Micro Mentor

Dear MM,

I'm training as an editor, and I'm struggling with spelling, which is a terrible curse for an editor. I've always been a good speller, and I'm great at crosswords. What should I do?

Always A. Typo

Dear Ms Typo,

Well, you've just mapped out a niche for yourself for one thing: a crossword tester. MM cannot help with how to find that kind of work. However, someone out there does this, so keep it in mind.

Now on to the hard part. Editing is about much more than correcting typos, despite the ideas held by many. However, spotting spelling errors is crucial, and not introducing them is even more so.

MM recommends sitting down in a quiet spot and documenting every reason why you might be leaving typos in a text. Then, pick the two most likely culprits, and plan a strategy for tackling each.

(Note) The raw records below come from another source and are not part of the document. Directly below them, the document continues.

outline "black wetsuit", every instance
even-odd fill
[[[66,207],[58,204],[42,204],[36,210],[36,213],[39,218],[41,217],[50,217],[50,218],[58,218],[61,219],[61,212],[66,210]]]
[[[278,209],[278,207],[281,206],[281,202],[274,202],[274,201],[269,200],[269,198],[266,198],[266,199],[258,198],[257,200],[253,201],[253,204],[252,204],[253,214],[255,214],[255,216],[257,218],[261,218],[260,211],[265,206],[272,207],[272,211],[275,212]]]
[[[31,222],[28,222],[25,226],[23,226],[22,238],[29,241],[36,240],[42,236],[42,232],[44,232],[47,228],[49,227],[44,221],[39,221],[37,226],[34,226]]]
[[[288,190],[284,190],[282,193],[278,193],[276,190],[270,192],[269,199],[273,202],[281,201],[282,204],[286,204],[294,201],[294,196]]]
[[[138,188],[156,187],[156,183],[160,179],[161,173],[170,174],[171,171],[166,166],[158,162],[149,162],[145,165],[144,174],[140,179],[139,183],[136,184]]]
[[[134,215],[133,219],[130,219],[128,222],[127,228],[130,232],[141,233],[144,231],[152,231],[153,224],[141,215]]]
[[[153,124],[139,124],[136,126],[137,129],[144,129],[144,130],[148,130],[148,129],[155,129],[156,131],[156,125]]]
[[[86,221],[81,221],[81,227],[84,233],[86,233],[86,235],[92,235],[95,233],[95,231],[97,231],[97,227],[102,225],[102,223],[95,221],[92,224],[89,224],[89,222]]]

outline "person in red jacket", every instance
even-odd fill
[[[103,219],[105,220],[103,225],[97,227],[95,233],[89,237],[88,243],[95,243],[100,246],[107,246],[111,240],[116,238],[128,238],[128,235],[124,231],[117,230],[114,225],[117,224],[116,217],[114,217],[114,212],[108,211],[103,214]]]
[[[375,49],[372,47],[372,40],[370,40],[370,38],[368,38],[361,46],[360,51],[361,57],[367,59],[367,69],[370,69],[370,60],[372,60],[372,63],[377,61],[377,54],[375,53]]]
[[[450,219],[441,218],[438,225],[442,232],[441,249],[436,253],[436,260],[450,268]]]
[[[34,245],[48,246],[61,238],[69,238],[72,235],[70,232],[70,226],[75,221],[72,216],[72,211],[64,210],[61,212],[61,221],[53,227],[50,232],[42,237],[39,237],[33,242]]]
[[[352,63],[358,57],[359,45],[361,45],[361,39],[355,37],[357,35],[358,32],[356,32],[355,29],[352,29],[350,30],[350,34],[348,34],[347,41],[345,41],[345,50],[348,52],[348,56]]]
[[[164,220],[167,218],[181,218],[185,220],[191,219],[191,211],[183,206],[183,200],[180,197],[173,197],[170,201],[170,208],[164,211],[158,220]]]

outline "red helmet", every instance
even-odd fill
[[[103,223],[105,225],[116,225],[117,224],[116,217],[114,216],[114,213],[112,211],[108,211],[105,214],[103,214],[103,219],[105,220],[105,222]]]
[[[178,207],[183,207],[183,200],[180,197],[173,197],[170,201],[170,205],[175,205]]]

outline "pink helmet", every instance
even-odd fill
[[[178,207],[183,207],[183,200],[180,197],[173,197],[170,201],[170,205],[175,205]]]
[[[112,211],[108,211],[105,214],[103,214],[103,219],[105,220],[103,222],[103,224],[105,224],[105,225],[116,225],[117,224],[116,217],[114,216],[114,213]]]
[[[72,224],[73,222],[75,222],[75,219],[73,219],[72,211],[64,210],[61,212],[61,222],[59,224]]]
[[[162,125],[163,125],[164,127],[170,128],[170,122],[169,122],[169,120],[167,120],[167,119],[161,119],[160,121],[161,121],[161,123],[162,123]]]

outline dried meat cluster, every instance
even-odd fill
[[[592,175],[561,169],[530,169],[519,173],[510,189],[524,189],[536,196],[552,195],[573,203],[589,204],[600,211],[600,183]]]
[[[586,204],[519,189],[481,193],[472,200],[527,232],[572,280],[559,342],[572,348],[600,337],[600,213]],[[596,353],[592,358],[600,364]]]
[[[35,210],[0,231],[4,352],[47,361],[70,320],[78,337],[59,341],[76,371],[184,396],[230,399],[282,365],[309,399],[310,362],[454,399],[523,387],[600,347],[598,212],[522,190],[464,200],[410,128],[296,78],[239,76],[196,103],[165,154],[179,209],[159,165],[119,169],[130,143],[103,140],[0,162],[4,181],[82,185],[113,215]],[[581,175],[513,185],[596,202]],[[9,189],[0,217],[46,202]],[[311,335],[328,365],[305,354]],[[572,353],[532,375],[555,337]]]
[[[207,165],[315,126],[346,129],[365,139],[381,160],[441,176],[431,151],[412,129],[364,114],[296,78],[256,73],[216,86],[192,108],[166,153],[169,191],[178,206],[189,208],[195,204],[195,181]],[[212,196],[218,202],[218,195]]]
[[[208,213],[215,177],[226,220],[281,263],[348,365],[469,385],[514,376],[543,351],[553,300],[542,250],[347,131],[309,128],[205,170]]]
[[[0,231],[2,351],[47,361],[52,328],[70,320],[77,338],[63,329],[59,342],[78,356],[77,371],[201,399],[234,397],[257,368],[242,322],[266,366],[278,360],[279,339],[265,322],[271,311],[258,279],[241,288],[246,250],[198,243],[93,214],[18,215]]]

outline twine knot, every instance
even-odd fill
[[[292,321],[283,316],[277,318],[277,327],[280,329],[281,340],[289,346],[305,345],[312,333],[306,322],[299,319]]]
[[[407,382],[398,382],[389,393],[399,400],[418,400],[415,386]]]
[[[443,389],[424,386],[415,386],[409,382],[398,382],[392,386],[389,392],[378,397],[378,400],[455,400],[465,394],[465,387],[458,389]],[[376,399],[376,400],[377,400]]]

You're not alone though. Here are MM's top ideas and tips. The obvious first reason has to be mentioned: you are not naturally good at spelling after all. Apologies if that sounds harsh, but please read on. If you're still in training, it's not too late to change careers. If you have made an accurate self-assessment, however, then it's a good thing that you have recognised the problem and are tackling it early.

What's next then? There's really only one main issue as far as MM is concerned: attention. Both quantity and quality of attention are important.

Quantity: Think about whether you are editing or proofreading too quickly to pay enough attention to every word (yes, every word). As a beginning editor, editing a document might take you twice as long as it takes an experienced editor. That's being conservative. It might take you 25 times as long if you're studying copyediting and have no previous experience. Remember that you're learning. If you're not in a working environment, then don't worry about how long your editing is taking. Focus on getting it right.

Quality: Absolute focus is important. Make sure that your study or work area is set up to minimise distractions. Take regular breaks so that you are fresh. If you are not certain that a word is spelled correctly, then use the dictionary every time. Don't skimp on this; always be sure. Make a list of awkward spellings and new words, and then regularly test yourself on these, just as you would if you were learning a foreign language. Always do multiple passes of each document. You will miss something on the first pass; everyone does.

Consider also the differences between editing on hard copy and on screen. On screen, you're probably using Microsoft Word. You can make your life much easier by taking one or two minutes to adjust the settings at the beginning of each editing task. Make sure that you turn off the autocorrect function. You don't want the esteemed author Rothel to turn into a brothel while you're not looking. Set the language to the correct variety of English for each document. Generate custom dictionaries for different jobs. Make sure that spelling errors are not hidden so that you can take advantage of the red squiggles that indicate that something might not be quite right. Always run the spell checker, but do not rely on it. It will let you down. Don't be afraid to sacrifice trees (sad but true): sometimes it's easier to spot errors when reading a printout of a document than when editing on screen.

And MM's last injunction is don't panic! You are not cursed. Perhaps the problem is nervousness. You'll gain confidence with experience. Simply by putting a plan in place, you're likely to feel more capable.

Know too that even experienced editors make mistakes. They can be particularly subject to 'headline blindness' - that is, leaving an obvious typo in the one place that all readers are likely to see it. There's bound to be a typo in this column, for example. Just don't tell MM about it.